気づけば彼らの幸せはそこにあった
この時に感じた冷たい感触。
この手の冷たさは、忘れることができなそうだった。



「名前はなんて言うの?」


「坂森秋奈(さかもりあきな)」


「秋奈さん。俺は江戸川賢人(えどがわけんと)。2年生です」


「あたしは.......3年生です」



学年を言うのに一瞬考えた秋奈さん。
なぜ、そこで止まるのかは不思議だったけど、特に気にはとめなかった。



「秋奈さん、そこに座ってもらっていいかな?ごめんなさい、じーっと見ることになっちゃうけど」


「ううん。
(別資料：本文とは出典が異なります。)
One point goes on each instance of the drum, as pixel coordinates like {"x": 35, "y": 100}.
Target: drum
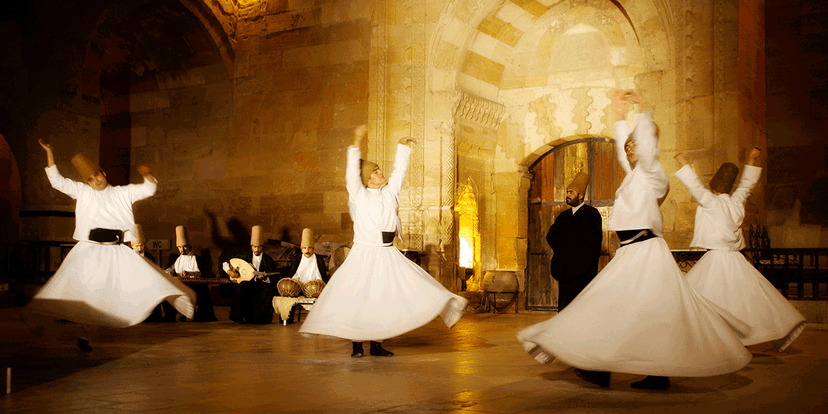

大丈夫」



彼女は俺の言う通り、椅子に座って背筋を伸ばして俺に向き合ってくれた。

人物を書くことはこれまでもあったけど、こんなふうに本格的に書くのは俺自身初めてで、緊張してしまうけどせっかくモデルになってくれた秋奈さんのためにもいい絵を書かなきゃならないと力がはいる。



「すごい、真剣な目をするのね」



絵を描き始めて30分。
彼女の姿を見ては、キャンバスに描くを繰り返すこと何十回。

口を閉ざしていた彼女が、一言そういった。